24 de março de 2004

Ainda sou de Madri
13 dias atrás, num 11 de março, mais de 200 pessoas morreram no maior atentado terrorista da história da Europa. Não me interessa aqui fazer uma tentativa tosca de análise do que ocorreu - até porque já houve um sociólogo brazuca influente e importante insinuando que os EUA têm os dedos sujos na história... francamente, dr. Sader! - ,mas me ocorre que escrevi o seguinte aqui mesmo, em agosto de 2003 :

Terrorismo é palavra que descende do Terror pós-revolução francesa, se eu não estiver falando uma imensa besteira. É, antes de mais nada, uma política de manutenção do medo, de desestabilização do inimigo. Seus meios variam, mas em geral associamos a palavra aos atos violentos cometidos em nome da política, religião, ideologia, o escambau. Todo ato terrorista tem uma mensagem implícita e, não importa sua validade (da mensagem), todo ato terrorista é um crime contra o homem. Ponto final.
Entretanto, o terrorismo jamais será vencido. Porque mesmo que sejam punidos os terroristas (eles merecem punição, sim) e atendidas as reinvidicações justas, sempre haverá aquele que acreditará que a aceitação dos atos "benevolentes" do inimigo foi uma traição, uma indignidade. Este fundará outro grupo e continuará seu trabalho. Mixando auto-mitificação com auto-engano, seu discurso sempre arrebanhará seguidores, quase sempre ainda mais "engajados" do que a geração anterior de acólitos.

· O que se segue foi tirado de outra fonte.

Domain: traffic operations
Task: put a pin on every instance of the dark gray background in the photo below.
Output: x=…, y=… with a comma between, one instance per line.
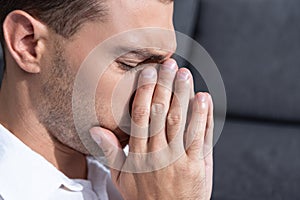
x=256, y=45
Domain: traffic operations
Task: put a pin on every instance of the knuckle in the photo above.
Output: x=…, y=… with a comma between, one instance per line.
x=174, y=119
x=139, y=113
x=146, y=87
x=158, y=108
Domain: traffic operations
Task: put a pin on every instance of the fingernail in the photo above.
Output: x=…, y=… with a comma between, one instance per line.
x=149, y=73
x=183, y=75
x=169, y=65
x=202, y=98
x=95, y=135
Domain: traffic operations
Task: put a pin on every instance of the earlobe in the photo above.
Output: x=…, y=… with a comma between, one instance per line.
x=24, y=38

Uma vez implantado o medo, ele não sai tão facilmente. Quantas gerações de nova-iorquinos temerão por suas vidas, que podem ser abreviadas num momento de algum dia qualquer? - nem precisa ser 11. Israelenses, palestinos, indonésios, hindus, todos subjugados pelo medo. O objetivo do terrorismo não é matar - esta é uma das formas de ação. Com a tragédia, ele impõe sua ordem e se torna mais forte do que o Estado, atônito, incapaz de proteger os cidadãos de uma ameaça que anda ao lado deles.
É por isto que o terrorismo acaba vitorioso, mesmo depois de derrotado.

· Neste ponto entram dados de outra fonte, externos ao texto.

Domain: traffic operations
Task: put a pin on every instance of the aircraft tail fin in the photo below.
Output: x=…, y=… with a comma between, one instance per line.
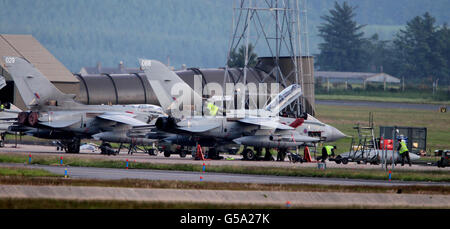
x=165, y=82
x=33, y=86
x=284, y=98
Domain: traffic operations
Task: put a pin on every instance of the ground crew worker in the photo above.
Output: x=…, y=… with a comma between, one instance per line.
x=212, y=109
x=403, y=151
x=327, y=151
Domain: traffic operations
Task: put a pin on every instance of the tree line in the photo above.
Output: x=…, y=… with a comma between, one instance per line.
x=420, y=52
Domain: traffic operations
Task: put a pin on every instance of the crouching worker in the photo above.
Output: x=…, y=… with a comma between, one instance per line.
x=327, y=151
x=403, y=151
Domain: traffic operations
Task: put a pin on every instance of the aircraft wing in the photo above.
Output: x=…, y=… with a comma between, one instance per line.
x=265, y=122
x=2, y=82
x=122, y=119
x=199, y=128
x=59, y=124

Não há um único inimigo articulado e imenso, como quer nos fazer acreditar a retórica dos Bushs e Rumsfelds da vida, mas uma rede de organizações, unidas por conveniência, aliciando membros dissidentes aqui e ali para fazerem o trabalho sujo. Gente que conhece e usa bem a tecnologia. A Al-Qaeda é apenas uma delas, talvez a principal, e a de maior visibilidade até então. E, ao contrário do que dizem as especulações sem provas dos teóricos de conspiração com diploma universitário, o mais provável é que seja mesmo a Al-Qaeda a mentora do ataque em Madri.
O uso político do atentando para acusar o ETA acabou custando a reeleição para Aznar. Resta agora saber se os socialistas vencedores conseguirão gerenciar a Espanha pós-11 de março e articular com o restante da Europa as medidas de segurança que, inevitavelmente, virão a seguir.
De qualquer forma, se somos de Madri no momento do choque, do horror e da indignação, que sejamos também no exemplo - poucas horas após os atentados, havia tanta gente doando sangue que os serviços de atendimento às vítimas tiveram de pedir o fechamento dos postos, que operavam além da capacidade e da necessidade.